Warnings & Precautions
  • Black Box Warning:
    • Elderly patients with dementia-related psychosis: Increased risk of death due to cardiovascular or infectious causes.
  • Metabolic Risks:
    • Weight gain, dyslipidemia, and new-onset or worsened hyperglycemia/diabetes mellitus.
    • Regular monitoring of weight, fasting glucose, and lipid profile is mandatory.
  • Neuroleptic Malignant Syndrome (NMS):
    • Rare but potentially fatal. Requires immediate discontinuation and supportive care.
  • Tardive Dyskinesia:
    • Risk increases with duration of treatment; may be irreversible.
  • Orthostatic Hypotension:
    • Especially in elderly or volume-depleted individuals.
  • Cognitive and Motor Impairment:
    • May impair activities requiring alertness (e.g., driving).
  • Hepatic Dysfunction:
    • Use with caution.

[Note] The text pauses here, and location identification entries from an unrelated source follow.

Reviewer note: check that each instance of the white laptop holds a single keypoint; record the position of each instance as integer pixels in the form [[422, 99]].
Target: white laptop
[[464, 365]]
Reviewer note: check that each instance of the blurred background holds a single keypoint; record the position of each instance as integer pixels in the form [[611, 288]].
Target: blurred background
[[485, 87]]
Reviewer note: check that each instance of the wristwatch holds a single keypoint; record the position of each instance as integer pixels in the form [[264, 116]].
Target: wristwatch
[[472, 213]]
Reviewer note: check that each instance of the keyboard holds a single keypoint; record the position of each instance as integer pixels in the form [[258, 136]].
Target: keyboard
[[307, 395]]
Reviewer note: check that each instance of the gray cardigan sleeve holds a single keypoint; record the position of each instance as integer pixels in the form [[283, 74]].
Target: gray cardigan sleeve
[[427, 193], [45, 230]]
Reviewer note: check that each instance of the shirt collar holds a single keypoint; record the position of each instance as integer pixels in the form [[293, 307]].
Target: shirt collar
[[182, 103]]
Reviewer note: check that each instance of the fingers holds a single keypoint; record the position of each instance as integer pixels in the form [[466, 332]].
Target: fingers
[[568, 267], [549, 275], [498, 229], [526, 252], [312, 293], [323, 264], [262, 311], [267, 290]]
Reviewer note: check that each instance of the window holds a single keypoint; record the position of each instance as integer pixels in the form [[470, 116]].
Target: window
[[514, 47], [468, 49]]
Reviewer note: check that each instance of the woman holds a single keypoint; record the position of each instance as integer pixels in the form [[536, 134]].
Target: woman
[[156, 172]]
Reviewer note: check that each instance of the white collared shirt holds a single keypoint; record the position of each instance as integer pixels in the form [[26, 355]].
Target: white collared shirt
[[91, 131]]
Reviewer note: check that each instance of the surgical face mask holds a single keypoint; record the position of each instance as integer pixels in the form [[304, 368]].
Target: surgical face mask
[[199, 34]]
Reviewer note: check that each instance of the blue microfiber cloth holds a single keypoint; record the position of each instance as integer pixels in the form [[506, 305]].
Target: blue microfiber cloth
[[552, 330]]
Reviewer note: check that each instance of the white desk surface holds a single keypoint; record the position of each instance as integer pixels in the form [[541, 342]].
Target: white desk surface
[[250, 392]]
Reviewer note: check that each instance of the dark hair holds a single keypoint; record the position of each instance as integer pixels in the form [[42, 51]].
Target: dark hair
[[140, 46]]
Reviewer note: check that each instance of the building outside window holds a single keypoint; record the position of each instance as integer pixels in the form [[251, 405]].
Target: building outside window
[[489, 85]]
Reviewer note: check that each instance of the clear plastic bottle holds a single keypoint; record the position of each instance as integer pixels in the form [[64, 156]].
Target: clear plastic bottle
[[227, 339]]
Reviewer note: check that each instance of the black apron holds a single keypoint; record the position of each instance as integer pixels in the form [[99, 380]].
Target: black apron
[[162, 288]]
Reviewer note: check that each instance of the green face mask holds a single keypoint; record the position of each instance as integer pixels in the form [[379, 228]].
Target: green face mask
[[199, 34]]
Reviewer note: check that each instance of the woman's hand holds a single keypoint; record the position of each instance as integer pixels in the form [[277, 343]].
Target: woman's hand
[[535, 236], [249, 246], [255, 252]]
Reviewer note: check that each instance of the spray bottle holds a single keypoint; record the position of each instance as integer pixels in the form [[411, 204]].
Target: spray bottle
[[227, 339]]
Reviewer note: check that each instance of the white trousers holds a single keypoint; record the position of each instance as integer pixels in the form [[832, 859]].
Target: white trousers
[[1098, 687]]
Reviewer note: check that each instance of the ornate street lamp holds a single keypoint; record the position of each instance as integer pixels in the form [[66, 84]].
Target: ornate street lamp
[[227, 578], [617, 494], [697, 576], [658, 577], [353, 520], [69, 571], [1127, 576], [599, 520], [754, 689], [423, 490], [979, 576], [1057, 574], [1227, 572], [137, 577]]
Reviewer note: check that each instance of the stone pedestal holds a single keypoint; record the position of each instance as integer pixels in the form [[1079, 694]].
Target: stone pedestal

Monitor liver enzymes.
  • Seizures:
    • Use with caution in patients with seizure history or risk factors.
Side Effects

Common Adverse Effects (≥1%):

  • CNS: Somnolence, dizziness, headache
  • Metabolic: Weight gain, increased appetite, hyperlipidemia, hyperglycemia
  • Gastrointestinal: Dry mouth, constipation
  • General: Fatigue, asthenia

Serious / Rare Adverse Effects:

  • Tardive dyskinesia
  • Neuroleptic malignant syndrome (NMS)
  • Agranulocytosis
  • Seizures
  • Hepatotoxicity
  • QT interval prolongation
  • Hyperprolactinemia → galactorrhea, gynecomastia, amenorrhea
  • Increased mortality in elderly with dementia

Onset:

  • Sedation and orthostatic effects may occur within hours or days.
  • Metabolic disturbances may take weeks to months.
Drug Interactions
  • CYP1A2 Inhibitors (e.g., Fluvoxamine):
    ↑ Olanzapine levels → Increased side effect risk
  • CYP1A2 Inducers (e.g., Smoking, Carbamazepine):
    ↓ Olanzapine levels → Reduced efficacy
  • Fluoxetine (CYP2D6 inhibitor):
    ↑ Olanzapine levels when coadministered
  • CNS Depressants (e.g., Alcohol, Benzodiazepines):
    Additive sedation and respiratory depression
  • Antihypertensives:
    Additive hypotensive effects
  • Anticholinergics:
    Enhanced peripheral and central anticholinergic effects
  • Dopaminergic Drugs (e.g., Levodopa):
    Antagonized by olanzapine
Recent Updates or Guidelines
  • Regulatory Alerts:
    • Reinforcement of warnings for metabolic complications and use in elderly dementia-related psychosis.
    • Caution against overuse in off-label indications without proper risk assessment.
  • Clinical Practice Guidelines:
    • APA and NICE recommend olanzapine only after considering its metabolic risks.
    • Baseline and periodic monitoring of weight, lipids, fasting glucose, and BMI is essential.
    • Consider alternative agents in patients at high risk for diabetes or obesity.
Storage Conditions
  • Oral Tablets and ODTs:
    • Store at 20°C to 25°C (68°F to 77°F).
    • Protect from light and moisture.
    • Keep in original packaging until use.
  • Intramuscular Injection:
    • Store at controlled room temperature: 20°C to 25°C (68°F to 77°F).
    • Do not freeze.
    • Protect from light.
  • Handling:
    • Keep out of reach of children.
    • Do not use expired or damaged products.